However, I was looking for something different, because processing a 1 GB XML file is complex. Something like a flat file, a JSON, or another format. Also, it would be interesting to have Map Notes changes in the last minute, last hour, last day. In fact, I don’t see a way to download the delta changes in Map Notes.
The only thing I have found is the Pascal Neis site, and many other sites use the data it provides with RSS or by scraping the page.
Am I missing other ways to download Map Notes data, and process them easily?
The OSM API endpoints for Notes do in fact support JSON output format, and by using the Notes Search endpoint, you can run global queries, and restrict them by from and to timestamps.
For json output, simply append “.json” to the URL:
I need to analyze how many notes have been resolved this year in Latam (from Mexico to Argentina) which returns an output much bigger than these limits.
That’s what I was thinking to find a dump file in the Planet with a different format (CSV files, JSON) and not only a huge XML file.
In fact, I am trying to insert the notes into a database, to perform queries.
Inserting directly the XML file in the database is possible, but then doing the process with xpath is complicated (for me).
Thus, I am preprocessing the notes via command line, to import flat files (csv) in the database. The xmlproc and other XML parsers for Linux requiere a lot of memory, because I am hitting OoM.
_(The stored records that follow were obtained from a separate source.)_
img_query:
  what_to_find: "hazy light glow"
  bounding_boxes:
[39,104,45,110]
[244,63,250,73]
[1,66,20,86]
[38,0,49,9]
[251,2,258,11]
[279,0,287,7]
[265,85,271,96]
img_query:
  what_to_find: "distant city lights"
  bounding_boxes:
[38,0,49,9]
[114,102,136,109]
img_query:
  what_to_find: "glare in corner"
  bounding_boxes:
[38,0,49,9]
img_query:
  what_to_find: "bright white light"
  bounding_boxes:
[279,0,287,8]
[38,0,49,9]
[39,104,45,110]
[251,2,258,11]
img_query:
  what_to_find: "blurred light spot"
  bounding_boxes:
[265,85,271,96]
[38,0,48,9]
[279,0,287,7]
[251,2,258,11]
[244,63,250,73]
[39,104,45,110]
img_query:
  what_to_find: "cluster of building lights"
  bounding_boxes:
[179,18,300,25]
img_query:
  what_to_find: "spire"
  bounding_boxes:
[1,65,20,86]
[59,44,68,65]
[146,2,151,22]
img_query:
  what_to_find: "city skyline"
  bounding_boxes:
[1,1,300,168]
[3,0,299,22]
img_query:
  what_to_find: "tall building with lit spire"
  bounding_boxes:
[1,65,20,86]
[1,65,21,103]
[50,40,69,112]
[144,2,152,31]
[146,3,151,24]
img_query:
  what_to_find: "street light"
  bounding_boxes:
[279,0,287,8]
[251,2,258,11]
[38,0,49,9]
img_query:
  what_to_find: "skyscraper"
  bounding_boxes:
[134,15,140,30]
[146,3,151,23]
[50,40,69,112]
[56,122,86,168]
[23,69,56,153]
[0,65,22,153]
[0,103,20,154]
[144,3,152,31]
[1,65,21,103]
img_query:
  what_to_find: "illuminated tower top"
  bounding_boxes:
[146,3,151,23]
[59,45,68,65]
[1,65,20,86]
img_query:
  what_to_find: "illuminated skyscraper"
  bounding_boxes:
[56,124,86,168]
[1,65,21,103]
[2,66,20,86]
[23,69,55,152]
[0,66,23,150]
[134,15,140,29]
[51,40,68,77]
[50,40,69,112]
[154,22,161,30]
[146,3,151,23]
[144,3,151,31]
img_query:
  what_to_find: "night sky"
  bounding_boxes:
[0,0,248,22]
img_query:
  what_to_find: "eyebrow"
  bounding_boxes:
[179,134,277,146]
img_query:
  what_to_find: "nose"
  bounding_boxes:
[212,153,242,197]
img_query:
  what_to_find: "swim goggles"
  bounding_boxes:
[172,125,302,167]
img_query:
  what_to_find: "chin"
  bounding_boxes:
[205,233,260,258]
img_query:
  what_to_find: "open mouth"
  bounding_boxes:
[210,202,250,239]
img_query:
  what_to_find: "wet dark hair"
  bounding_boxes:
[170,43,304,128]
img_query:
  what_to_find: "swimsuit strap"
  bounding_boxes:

So this is becoming a lot more complicated, because the only format for all notes is XML.
Also, extracting all notes from API by chunks is overloading this mechanism. I would like to run this from time to time, and I think by using the API is feasible but not the best way.
all non-closed notes are transformed into OSM format within a few minutes.
There isn’t much benefit to convert osn to OSM format. You could maybe use osmium tools to filter all nodes according to some polygon (e.g. Osmium manual pages – osmium-extract (1)), and use the resulting file for your analysis.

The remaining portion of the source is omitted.